The Children’s Online Privacy Protection Act (COPPA) was signed into law on October 21, 1998. COPPA prohibits unfair or deceptive acts or practices in connection with the collection, use, or disclosure of personally identifiable information from and about children on the Internet. The Federal Trade Commission (FTC) issued the enclosed final rule, 16 CFR Part 312, effective April 21, 2000.
COPPA and the FTC’s implementing rule generally apply to financial institutions that operate commercial websites or provide online services (or portions thereof) directed to, or knowingly collect personal information from, children under the age of 13.
COPPA and the FTC’s rule require those financial institutions to:
- Provide parents notice of their information practices;
- Obtain prior verifiable parental consent for the collection, use, and/or disclosure of personal information from children (with certain limited exceptions for the collection of ‘‘online contact information,’’ e.g., an e-mail address);
- Provide a parent, upon request, with the means to review the personal information collected from his/her child;
- Provide a parent with the opportunity to prevent the further use of personal information that has already been collected, or the future collection of personal information from that child;
- Limit collection of personal information for a child’s online participation in a game, prize offer, or other activity to information that is reasonably necessary for the activity; and
- Establish and maintain reasonable procedures to protect the confidentiality, security, and integrity of the personal information collected.
COPPA gives the NCUA authority to enforce compliance with COPPA for Federal credit unions.
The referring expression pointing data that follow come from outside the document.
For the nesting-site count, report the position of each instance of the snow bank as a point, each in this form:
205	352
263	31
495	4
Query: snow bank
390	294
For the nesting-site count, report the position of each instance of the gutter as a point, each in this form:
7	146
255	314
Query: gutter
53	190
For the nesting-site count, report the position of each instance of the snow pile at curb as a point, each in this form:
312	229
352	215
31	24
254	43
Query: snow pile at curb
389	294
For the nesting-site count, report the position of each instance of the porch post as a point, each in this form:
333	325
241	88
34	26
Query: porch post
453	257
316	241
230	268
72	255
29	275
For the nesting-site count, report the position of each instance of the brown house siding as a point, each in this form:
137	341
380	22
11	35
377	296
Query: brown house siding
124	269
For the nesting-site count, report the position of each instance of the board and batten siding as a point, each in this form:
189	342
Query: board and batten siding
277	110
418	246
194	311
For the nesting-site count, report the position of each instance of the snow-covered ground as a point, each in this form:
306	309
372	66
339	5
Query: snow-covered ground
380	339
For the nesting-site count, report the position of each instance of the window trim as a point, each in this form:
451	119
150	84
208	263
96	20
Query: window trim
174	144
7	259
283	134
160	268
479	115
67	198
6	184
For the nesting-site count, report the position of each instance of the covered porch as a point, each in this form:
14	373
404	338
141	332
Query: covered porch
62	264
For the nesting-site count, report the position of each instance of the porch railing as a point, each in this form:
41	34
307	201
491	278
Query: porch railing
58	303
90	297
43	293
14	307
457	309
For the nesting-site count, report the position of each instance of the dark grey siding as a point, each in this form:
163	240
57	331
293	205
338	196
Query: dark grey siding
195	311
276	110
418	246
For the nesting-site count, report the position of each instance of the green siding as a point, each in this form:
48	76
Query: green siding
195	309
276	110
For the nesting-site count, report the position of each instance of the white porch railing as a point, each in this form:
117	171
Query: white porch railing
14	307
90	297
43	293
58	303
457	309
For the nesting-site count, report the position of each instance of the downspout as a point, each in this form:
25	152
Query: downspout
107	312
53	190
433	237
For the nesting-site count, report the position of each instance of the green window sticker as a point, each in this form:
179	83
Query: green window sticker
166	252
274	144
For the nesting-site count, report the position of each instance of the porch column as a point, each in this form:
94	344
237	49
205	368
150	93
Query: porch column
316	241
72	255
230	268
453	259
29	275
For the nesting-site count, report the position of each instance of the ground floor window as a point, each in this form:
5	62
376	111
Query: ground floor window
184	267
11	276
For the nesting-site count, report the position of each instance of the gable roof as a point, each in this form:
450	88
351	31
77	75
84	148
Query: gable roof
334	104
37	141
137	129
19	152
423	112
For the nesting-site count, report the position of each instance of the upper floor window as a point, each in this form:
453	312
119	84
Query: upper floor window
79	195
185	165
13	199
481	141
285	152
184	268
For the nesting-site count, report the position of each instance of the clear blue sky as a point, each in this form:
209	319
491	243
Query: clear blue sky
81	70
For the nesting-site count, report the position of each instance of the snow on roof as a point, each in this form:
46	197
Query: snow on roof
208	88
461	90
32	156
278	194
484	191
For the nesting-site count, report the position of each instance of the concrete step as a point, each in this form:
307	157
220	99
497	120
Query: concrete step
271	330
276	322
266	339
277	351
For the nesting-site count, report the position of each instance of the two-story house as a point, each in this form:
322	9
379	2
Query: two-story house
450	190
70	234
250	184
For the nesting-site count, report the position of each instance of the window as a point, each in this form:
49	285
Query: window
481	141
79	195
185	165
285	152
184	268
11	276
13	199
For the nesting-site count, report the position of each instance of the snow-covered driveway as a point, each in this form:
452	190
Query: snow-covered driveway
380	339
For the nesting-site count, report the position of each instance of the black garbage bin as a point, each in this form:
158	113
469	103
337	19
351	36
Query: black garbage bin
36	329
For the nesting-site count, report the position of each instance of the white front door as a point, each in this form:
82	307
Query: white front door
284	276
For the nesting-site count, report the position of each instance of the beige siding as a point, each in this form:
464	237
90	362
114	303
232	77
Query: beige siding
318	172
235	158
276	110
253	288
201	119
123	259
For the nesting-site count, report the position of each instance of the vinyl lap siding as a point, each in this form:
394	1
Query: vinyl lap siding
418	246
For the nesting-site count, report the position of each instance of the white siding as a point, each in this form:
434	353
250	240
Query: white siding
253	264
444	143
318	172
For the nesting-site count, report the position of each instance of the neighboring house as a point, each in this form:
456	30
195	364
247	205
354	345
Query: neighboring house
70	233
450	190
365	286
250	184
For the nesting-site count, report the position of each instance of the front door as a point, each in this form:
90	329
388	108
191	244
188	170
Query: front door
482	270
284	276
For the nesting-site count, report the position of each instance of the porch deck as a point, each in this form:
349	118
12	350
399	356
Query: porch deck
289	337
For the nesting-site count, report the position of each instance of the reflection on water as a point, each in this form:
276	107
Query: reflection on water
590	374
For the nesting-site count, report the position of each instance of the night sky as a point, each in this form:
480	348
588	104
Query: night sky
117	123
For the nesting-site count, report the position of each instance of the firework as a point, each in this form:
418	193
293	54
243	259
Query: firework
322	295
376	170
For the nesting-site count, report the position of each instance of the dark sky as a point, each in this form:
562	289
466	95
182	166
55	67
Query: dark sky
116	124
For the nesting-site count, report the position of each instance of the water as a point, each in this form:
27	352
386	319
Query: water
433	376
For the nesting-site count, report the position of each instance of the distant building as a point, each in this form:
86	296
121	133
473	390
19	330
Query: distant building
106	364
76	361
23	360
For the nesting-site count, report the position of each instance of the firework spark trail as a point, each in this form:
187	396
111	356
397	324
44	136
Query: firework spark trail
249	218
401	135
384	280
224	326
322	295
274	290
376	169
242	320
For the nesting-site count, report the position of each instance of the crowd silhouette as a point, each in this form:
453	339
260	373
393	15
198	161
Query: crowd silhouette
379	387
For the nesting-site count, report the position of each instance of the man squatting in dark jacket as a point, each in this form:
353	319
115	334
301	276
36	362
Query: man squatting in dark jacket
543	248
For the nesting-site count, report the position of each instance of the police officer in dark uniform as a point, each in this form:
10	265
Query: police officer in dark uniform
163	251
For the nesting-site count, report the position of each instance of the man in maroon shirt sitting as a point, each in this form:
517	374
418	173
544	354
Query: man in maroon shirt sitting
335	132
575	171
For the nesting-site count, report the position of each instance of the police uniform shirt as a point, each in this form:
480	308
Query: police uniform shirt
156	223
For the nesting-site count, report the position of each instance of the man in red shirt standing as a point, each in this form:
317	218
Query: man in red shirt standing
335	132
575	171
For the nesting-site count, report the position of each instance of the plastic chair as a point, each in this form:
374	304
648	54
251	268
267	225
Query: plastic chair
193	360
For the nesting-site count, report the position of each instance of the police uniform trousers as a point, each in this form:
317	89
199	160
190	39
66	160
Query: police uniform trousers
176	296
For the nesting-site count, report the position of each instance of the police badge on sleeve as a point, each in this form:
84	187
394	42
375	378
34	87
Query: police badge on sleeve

The FTC has authority to enforce compliance with COPPA for all other credit unions.
In addition to the final rule (Enclosure 1), enclosed are three documents from the FTC that should assist you in complying with COPPA. Enclosure 2 provides an overview of how to comply with the rule1. Enclosure 3 contains a list of the most frequently asked questions about COPPA2. Enclosure 4 is a summary of what web operators must do and what parents should do to protect a child’s privacy online3.
We encourage credit union officials and staff to review the requirements of COPPA and to evaluate the credit union’s policies and procedures to ensure compliance.